Charlie is shy and very polite, so he talks and laughs quite a lot to show how much he is at his ease. They have their college manners, their Edinburgh
savoir-faire
. They are not yet near each other at all. They are laughing across whole wastes of the Ros. The old names are talismans in their speech. She completely forgets about Elizabeth, who is coming behind with Charlie's friend.
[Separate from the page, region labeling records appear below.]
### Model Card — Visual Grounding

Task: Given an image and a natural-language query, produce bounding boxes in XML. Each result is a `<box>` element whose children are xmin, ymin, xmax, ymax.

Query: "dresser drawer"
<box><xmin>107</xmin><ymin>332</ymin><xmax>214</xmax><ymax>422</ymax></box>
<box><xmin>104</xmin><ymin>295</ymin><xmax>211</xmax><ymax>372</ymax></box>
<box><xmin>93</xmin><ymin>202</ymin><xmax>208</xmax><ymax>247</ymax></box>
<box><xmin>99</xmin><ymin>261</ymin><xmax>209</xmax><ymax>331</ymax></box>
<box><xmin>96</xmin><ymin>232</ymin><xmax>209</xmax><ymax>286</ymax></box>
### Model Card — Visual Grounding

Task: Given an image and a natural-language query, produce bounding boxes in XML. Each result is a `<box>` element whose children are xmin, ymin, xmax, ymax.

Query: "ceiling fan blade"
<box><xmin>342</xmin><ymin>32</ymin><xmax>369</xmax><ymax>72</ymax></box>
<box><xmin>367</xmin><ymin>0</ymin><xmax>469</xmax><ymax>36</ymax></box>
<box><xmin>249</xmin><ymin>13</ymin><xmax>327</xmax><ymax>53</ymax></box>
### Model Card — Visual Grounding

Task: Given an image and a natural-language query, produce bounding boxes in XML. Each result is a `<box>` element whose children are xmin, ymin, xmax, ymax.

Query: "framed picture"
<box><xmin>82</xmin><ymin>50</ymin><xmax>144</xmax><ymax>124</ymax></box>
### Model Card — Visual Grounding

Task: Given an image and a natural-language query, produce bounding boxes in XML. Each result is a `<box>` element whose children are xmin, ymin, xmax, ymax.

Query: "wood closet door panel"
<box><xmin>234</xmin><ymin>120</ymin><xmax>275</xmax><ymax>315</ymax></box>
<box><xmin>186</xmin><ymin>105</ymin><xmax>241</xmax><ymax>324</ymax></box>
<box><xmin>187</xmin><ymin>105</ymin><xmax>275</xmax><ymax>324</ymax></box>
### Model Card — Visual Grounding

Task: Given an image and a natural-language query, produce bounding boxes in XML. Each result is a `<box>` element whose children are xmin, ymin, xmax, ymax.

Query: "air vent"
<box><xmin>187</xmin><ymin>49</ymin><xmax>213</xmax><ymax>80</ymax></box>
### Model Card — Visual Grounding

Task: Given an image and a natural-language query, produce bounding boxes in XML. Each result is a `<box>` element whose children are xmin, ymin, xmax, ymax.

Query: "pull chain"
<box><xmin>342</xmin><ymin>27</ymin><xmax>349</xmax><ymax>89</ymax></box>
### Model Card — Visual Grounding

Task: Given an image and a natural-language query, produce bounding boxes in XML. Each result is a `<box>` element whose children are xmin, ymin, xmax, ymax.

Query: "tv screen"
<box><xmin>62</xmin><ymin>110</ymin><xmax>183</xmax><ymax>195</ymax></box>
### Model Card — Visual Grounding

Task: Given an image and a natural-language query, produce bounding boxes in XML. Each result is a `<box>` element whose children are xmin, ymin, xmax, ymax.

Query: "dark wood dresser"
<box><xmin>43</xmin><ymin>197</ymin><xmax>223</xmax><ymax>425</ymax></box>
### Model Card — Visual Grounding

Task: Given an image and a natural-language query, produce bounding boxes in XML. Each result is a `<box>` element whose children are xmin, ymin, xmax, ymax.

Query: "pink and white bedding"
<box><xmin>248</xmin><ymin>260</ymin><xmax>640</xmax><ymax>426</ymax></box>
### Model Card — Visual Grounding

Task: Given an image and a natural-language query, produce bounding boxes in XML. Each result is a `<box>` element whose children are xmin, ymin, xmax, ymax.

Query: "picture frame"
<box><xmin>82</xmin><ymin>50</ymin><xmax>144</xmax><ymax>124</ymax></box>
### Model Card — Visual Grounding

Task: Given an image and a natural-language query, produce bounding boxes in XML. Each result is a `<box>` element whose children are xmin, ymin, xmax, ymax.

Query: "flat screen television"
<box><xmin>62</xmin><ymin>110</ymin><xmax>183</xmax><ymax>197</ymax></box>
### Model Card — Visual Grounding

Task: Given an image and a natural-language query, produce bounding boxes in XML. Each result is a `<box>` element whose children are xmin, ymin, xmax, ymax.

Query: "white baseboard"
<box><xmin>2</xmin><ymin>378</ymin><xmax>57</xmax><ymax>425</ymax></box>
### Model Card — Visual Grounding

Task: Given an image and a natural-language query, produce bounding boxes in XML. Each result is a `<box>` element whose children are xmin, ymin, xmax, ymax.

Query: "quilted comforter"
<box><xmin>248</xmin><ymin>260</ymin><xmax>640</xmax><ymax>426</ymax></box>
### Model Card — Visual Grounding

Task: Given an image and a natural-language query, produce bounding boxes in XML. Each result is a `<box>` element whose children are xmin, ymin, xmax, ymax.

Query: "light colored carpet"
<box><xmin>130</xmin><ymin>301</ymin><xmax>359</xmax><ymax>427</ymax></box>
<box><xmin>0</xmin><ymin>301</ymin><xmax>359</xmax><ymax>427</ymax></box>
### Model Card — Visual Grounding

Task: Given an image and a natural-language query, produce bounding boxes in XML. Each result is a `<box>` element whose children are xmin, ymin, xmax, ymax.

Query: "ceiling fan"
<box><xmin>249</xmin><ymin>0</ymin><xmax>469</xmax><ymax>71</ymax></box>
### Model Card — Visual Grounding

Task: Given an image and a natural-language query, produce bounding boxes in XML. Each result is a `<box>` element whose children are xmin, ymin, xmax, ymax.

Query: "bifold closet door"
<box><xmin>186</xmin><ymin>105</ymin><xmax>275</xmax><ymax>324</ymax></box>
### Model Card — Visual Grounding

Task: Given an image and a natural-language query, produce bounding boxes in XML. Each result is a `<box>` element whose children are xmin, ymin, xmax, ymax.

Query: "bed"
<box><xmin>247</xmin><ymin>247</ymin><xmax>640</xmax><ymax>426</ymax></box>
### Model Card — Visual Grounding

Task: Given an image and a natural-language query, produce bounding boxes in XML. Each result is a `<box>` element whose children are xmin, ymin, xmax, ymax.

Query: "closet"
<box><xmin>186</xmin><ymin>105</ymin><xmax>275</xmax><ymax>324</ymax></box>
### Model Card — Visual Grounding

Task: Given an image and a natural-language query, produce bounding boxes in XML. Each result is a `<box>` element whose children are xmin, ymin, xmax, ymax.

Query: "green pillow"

They are walking along together. And she knows that Charlie, too, has this subtle thing called style. It is all about him, in his movement, in his manners. An easy grace of the body, a flowing on. They breasted Princes Street and felt its passing eyes upon them. Oh, it was exciting!

Fraoch appeared, panting, brown earth on his whiskers and forehead.

‘Where have you been, you rascal?' she asked.

But he made only a half-hearted attempt at laughing. There was clearly no need to propitiate her. ‘What a face!' she cried. She laughed. ‘Come here till I clean you.'

She looked about for a place to sit down. Her own world was now left behind, and the cool intimacy that inhabits lonely places was suddenly with her. Seated on a heather cushion, she called him, but instead of coming, he began ploughing a grassy verge with his head. Then flat on his stomach, tongue hanging out, he looked at her. She admitted he had improved his appearance. At her gentle words, he made all the motions of approach without, however, advancing more than a foot.